This Time, It’s War: Ayer’s Latest Depiction of Men Under Fire
At last leaving behind the pulpy, sometimes overly chewy cop action/dramas he’s been churning out, David Ayer returns with his most sobering film yet, Fury, reconstituting a title previously used famously by both Fritz Lang and Brian De Palma (both for very different purposes). His most homosocial film yet, Ayer delivers a sometimes grueling slog through the horrors of war, hardly shirking away from the excessive violence of the situation, even if the sexual depravities written off as necessary casualties transpire conveniently out of sight. Sometimes pretentious and sometimes straining a bit too hard for an extra degree of pathos, it’s nonetheless an arresting film that’s often unsettling and unpredictable.
“Fury” is the nickname of the M4 Sherman tank commanded by Don “Wardaddy” Collier (Brad Pitt), emblazoned in white paint on the barrel. He’s just lost one of his crewmembers, though Fury is still one of the luckier tanks since the Germans have outmanned and outgunned American forces on the ground, this despite Allied Forces being on the verge of winning the war. As they tour through Germany to capture towns that Hitler has ordered all citizens to mobilize within (or face execution), he receives a last minute replacement, Norman Ellison (Logan Lerman), a rookie that’s only been trained as a typist, unceremoniously plopped into combat. Ellison faces some razing from Wardaddy’s other grizzled crew members, including Trini “Gordo” Garcia (Michael Pena), Boyd “Bible” Swan (Shia LaBeouf), and Grady “Coon-Ass” Garcia (Joe Bernthal).
Of course, this isn’t the first time Brad Pitt’s starred as a Nazi killer, though the overblown black comedy of 2009’s Inglourious Basterds is nowhere to be seen here. We join the crew midstream in April of 1945, the downward slope of WWII, though the German tanks have severely out shown those of the Americans.’ The newest part of their crew, played by the fresh faced Logan Lerman, is also the weakest entry, though he’s supposed to serve as the audience’s entrance into this hellish pit. Wiping the shot off face of his predecessor from his seat inside the tank, it seems we’re in to witness a grueling journey. This overblown hazing iss a similar dynamic Ayer utilized in his screenplay for Training Day. And there’s certainly a barrage of violence and hatred that splashes excessively across the screen, though no worse than stuff Ayer already ushered us through in his urban landscapes of End of Watch (2012) or Sabotage (2013).

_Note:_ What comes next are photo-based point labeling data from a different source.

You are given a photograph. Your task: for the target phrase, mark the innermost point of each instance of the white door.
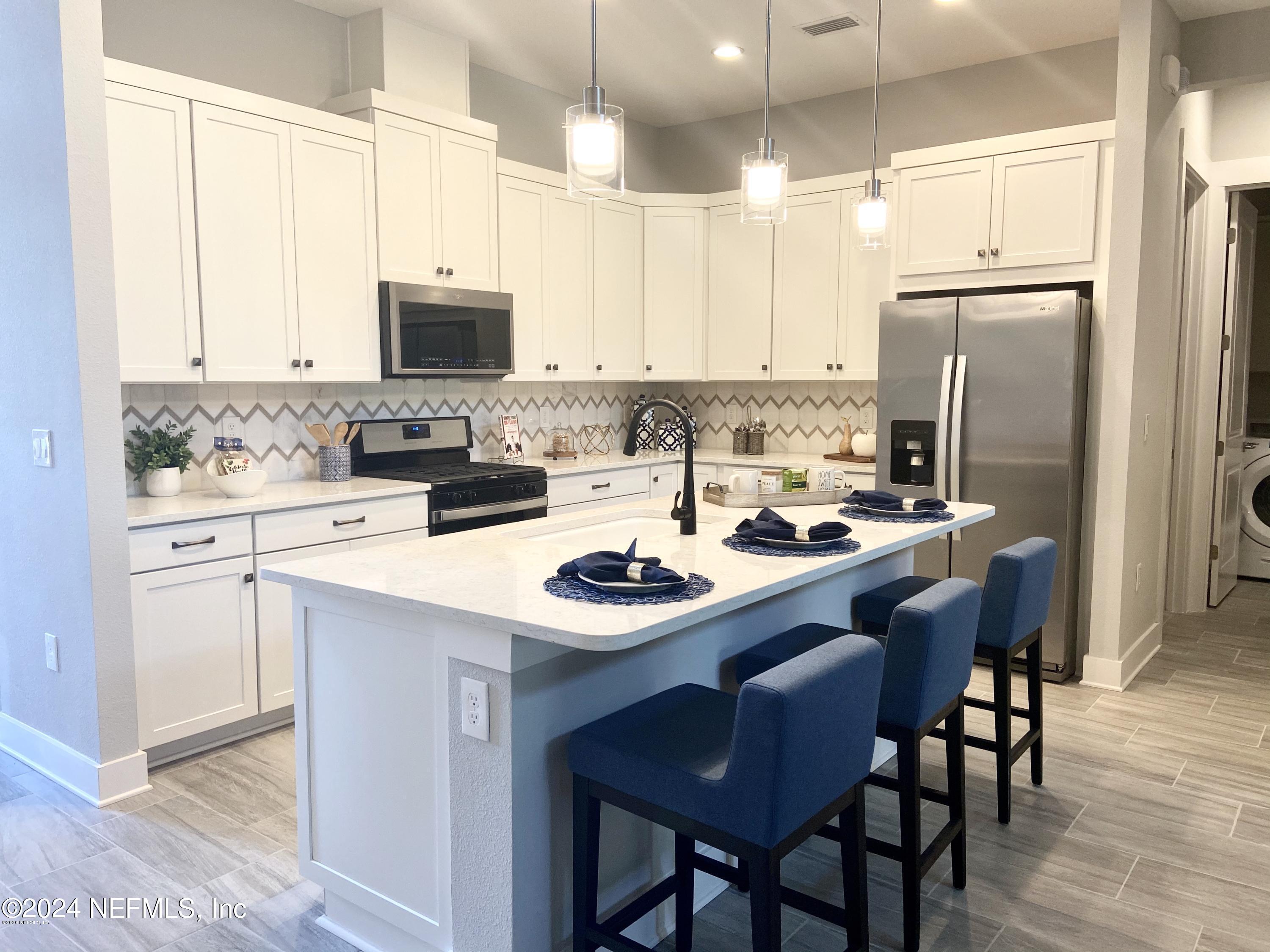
(337, 266)
(865, 282)
(675, 266)
(944, 217)
(740, 314)
(469, 211)
(1043, 206)
(569, 346)
(153, 231)
(618, 290)
(522, 267)
(193, 636)
(273, 626)
(806, 289)
(408, 178)
(247, 245)
(1232, 405)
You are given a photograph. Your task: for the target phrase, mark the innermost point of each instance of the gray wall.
(834, 134)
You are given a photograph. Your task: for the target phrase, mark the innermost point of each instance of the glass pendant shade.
(764, 187)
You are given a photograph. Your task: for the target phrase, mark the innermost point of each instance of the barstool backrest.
(930, 649)
(1016, 592)
(804, 734)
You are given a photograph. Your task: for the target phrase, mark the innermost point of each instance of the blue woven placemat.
(841, 548)
(929, 516)
(568, 587)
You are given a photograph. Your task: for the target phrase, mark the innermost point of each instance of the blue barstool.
(752, 775)
(930, 649)
(1015, 605)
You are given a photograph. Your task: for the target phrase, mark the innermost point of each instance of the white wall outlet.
(42, 447)
(474, 707)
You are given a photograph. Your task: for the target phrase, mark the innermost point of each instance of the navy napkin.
(620, 567)
(877, 499)
(769, 525)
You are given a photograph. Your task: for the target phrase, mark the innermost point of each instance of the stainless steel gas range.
(464, 494)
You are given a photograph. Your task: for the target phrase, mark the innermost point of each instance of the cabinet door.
(864, 283)
(153, 230)
(618, 290)
(469, 211)
(1043, 206)
(675, 259)
(273, 626)
(522, 267)
(247, 245)
(806, 289)
(944, 217)
(740, 324)
(193, 635)
(408, 178)
(569, 344)
(337, 281)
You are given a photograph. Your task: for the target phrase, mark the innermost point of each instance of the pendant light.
(869, 210)
(594, 140)
(765, 174)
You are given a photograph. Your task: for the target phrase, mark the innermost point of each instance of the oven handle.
(477, 512)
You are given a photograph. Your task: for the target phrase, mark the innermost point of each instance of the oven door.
(430, 332)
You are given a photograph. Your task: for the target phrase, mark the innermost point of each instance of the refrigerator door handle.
(955, 465)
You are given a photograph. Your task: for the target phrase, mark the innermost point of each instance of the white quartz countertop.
(291, 494)
(493, 577)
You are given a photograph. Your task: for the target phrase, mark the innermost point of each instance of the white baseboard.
(83, 776)
(1117, 674)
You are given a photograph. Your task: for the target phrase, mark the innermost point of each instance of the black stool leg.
(1001, 704)
(765, 902)
(586, 864)
(685, 848)
(954, 742)
(908, 759)
(1034, 705)
(855, 871)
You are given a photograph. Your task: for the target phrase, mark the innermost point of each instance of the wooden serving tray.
(719, 495)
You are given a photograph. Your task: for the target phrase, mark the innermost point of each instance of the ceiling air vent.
(831, 25)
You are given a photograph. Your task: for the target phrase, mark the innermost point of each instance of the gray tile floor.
(1152, 832)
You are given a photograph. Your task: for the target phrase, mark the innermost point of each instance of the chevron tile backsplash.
(802, 417)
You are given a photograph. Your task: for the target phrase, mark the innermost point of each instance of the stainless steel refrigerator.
(981, 399)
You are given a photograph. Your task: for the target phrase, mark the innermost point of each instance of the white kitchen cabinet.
(740, 323)
(806, 289)
(247, 247)
(944, 217)
(153, 231)
(675, 278)
(618, 290)
(193, 633)
(337, 263)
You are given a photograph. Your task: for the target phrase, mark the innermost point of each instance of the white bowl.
(237, 485)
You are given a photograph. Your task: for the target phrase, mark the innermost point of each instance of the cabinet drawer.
(333, 523)
(587, 487)
(188, 542)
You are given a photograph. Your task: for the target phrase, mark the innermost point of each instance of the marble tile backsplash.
(801, 417)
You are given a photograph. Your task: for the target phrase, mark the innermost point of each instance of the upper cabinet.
(153, 228)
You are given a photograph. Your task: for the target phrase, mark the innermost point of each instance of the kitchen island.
(426, 838)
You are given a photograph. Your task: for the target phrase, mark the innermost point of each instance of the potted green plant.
(159, 457)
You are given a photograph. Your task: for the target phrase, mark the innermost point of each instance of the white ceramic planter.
(163, 483)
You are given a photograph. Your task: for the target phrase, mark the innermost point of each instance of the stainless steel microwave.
(435, 332)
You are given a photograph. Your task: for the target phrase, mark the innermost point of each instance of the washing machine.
(1255, 511)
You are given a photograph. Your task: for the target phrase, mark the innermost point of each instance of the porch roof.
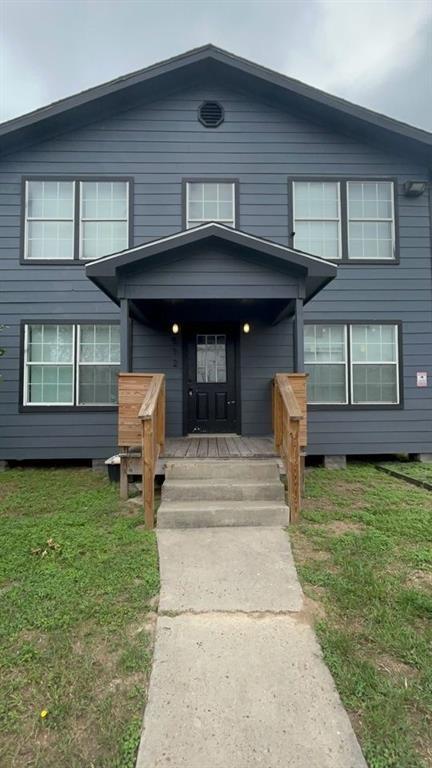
(311, 272)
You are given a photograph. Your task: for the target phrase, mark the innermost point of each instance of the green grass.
(416, 469)
(77, 578)
(364, 554)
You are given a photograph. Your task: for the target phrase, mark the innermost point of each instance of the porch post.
(125, 337)
(299, 337)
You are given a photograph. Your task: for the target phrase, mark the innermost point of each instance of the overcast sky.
(377, 53)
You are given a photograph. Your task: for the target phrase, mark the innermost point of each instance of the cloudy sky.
(377, 53)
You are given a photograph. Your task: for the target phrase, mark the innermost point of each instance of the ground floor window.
(71, 364)
(352, 364)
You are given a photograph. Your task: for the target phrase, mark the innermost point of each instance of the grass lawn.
(78, 576)
(416, 469)
(364, 555)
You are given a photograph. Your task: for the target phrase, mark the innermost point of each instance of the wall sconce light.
(414, 188)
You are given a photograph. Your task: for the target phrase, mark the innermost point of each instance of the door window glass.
(211, 358)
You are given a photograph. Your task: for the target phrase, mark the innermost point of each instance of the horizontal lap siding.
(266, 350)
(158, 145)
(155, 351)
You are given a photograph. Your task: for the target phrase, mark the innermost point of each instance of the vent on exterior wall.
(211, 114)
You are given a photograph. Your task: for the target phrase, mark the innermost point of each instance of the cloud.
(376, 53)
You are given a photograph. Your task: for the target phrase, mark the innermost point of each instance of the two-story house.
(217, 222)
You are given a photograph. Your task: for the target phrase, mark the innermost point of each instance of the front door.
(210, 380)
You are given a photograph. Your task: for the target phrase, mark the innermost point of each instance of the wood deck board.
(229, 447)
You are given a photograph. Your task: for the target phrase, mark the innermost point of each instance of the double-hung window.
(370, 220)
(352, 364)
(68, 364)
(210, 201)
(326, 362)
(317, 220)
(71, 220)
(347, 221)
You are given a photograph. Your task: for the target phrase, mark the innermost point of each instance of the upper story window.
(67, 220)
(352, 364)
(370, 220)
(67, 364)
(210, 201)
(317, 218)
(348, 221)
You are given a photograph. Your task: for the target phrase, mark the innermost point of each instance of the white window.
(49, 220)
(103, 218)
(317, 219)
(210, 201)
(326, 363)
(98, 364)
(71, 364)
(374, 364)
(371, 226)
(97, 211)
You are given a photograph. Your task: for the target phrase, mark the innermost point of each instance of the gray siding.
(158, 145)
(156, 351)
(265, 351)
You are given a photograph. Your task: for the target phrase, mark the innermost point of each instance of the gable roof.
(316, 272)
(124, 91)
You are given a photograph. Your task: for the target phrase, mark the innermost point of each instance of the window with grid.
(374, 364)
(98, 364)
(210, 201)
(69, 364)
(326, 363)
(317, 219)
(372, 376)
(370, 220)
(69, 220)
(50, 220)
(103, 218)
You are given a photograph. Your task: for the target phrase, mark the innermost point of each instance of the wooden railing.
(141, 429)
(290, 432)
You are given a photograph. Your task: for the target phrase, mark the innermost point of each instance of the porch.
(218, 447)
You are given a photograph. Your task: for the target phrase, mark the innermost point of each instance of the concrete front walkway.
(238, 679)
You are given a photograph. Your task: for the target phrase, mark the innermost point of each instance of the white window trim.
(195, 222)
(83, 220)
(28, 218)
(80, 363)
(27, 364)
(331, 362)
(75, 364)
(395, 363)
(373, 220)
(338, 220)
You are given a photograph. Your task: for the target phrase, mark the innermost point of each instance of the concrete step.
(199, 514)
(235, 469)
(218, 490)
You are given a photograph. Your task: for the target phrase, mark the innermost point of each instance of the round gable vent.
(211, 114)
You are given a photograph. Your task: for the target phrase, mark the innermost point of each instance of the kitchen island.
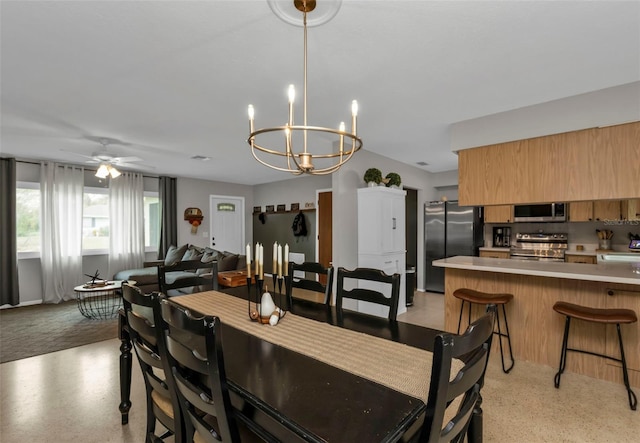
(536, 329)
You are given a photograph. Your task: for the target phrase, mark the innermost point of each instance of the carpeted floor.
(40, 329)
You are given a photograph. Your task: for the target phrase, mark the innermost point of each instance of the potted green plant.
(393, 179)
(373, 176)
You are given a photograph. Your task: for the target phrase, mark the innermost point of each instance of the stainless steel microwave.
(547, 212)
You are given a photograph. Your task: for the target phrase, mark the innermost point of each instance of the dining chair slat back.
(162, 401)
(366, 294)
(462, 390)
(314, 284)
(196, 360)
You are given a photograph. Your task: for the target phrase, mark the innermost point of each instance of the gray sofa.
(146, 278)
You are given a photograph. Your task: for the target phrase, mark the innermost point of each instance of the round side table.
(100, 302)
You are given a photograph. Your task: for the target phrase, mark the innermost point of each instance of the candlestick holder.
(254, 297)
(278, 279)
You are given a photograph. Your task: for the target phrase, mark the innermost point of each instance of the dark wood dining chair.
(366, 294)
(162, 400)
(187, 277)
(196, 360)
(461, 391)
(310, 284)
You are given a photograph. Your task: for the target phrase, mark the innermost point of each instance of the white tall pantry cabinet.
(381, 240)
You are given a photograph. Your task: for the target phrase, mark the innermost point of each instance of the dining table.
(318, 375)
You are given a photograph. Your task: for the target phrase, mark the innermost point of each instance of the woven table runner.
(395, 365)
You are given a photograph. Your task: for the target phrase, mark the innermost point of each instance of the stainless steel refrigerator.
(449, 230)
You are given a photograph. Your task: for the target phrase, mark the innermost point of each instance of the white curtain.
(126, 222)
(61, 249)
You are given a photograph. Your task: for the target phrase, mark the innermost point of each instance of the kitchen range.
(539, 246)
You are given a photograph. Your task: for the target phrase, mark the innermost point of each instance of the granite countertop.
(625, 273)
(495, 248)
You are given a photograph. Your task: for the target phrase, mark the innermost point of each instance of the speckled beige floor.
(73, 396)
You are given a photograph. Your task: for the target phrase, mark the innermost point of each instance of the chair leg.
(633, 401)
(563, 352)
(460, 317)
(500, 336)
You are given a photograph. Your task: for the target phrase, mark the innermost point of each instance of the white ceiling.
(171, 79)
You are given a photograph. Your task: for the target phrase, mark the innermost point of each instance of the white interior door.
(227, 223)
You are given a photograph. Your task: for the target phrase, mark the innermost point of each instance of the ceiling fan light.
(102, 171)
(114, 172)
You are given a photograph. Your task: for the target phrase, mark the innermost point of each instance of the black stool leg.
(563, 352)
(633, 401)
(500, 335)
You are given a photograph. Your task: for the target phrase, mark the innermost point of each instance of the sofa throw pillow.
(175, 254)
(193, 253)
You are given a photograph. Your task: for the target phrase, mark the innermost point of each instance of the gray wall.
(301, 189)
(619, 104)
(196, 193)
(277, 227)
(345, 213)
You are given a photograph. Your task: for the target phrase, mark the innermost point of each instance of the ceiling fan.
(108, 161)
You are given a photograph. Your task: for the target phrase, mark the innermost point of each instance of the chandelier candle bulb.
(301, 160)
(251, 115)
(354, 114)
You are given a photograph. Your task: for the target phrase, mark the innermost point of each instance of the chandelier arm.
(302, 162)
(277, 168)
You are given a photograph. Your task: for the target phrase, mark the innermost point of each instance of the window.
(28, 218)
(151, 221)
(95, 219)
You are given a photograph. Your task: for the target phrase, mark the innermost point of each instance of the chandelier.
(106, 169)
(327, 157)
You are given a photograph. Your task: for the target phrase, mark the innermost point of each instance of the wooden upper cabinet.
(586, 165)
(581, 211)
(630, 209)
(606, 210)
(498, 214)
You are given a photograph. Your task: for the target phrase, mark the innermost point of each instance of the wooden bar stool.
(483, 298)
(606, 316)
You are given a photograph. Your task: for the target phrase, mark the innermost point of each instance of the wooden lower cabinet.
(575, 258)
(621, 299)
(495, 254)
(536, 329)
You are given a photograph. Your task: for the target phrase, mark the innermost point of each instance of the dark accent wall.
(277, 227)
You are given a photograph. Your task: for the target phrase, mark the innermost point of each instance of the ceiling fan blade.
(126, 159)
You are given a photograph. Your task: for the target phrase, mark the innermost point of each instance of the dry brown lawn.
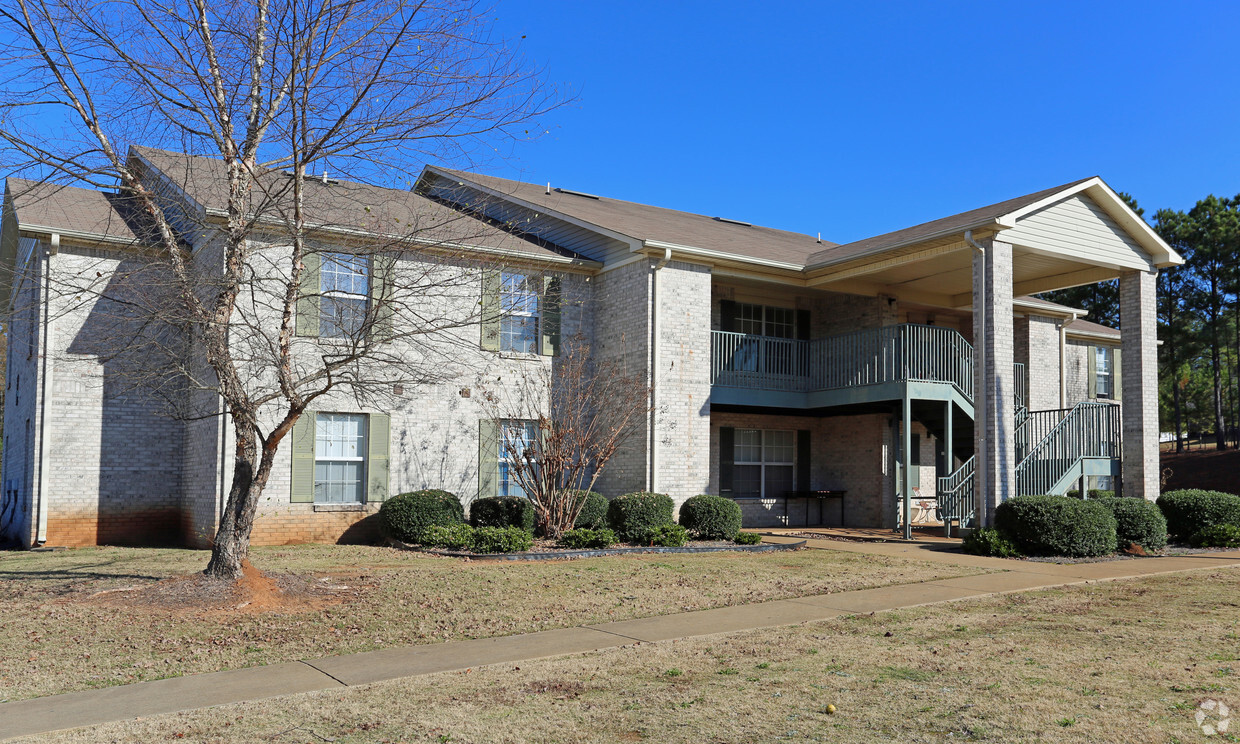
(101, 616)
(1122, 661)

Brad Pitt is the resolute star of Fury, the human extension of the tank barreling and blasting enemy territory into resigned liberation. His is the best performance in the film, wearied, torn, sneaking off for private moments whenever he has the chance. The first town we see liberated finds us in an extended sequence where Pitt and Lerman have a quiet dalliance with the only women in the film, Anamaria Marinca and Alicia von Rittberg. It’s a scene that almost works satisfactorily, meant to show the likeness that these two men share in that they haven’t been lost to the uncivilized barbarism that’s going on just outside (likewise, Lerman’s character is seen reading Hemingway’s For Whom the Bell Tolls, a detail too pointed in this context). But it tries to force more drama into the material than is necessary between Rittberg and Lerman, a young actor trying valiantly to step outside of his adolescent shellshock that accompanies him in nearly every film. As Pitt’s crew have their way with a woman outside in the tank, an even more objectionable incident transpires in the apartment, though one cloaked in a message that time is short and life is precious, so pressured pleasure is to be expected (which explains why Ayer insists on forcing a more romantic connection between Rittberg and Lerman as it reads as a compensation, which may also be due to the lukewarm fervor on display).
As for Pitt’s three crew members, Ayer regular Michael Pena, Bernthal (still highly underrated) and LaBeouf are a believably motley band of brothers (even despite LaBeouf’s overboard bids for attention hidden in the process of ‘method’ acting, here unnecessarily removing a tooth prior to filming, just for extra texture). If the third act heroics ultimately seem counterproductive and unnecessary, Fury is a noble bid at depicting the horrors of war. Opening the same week in the US as Volker Schlondorff’s Diplomacy (sadly only playing in New York), which depicts a different behind-the-scenes glimpse at an attempt to save a city during liberation, there are a clearly a multitude of perspectives still to be examined from an incredibly dark historical chapter.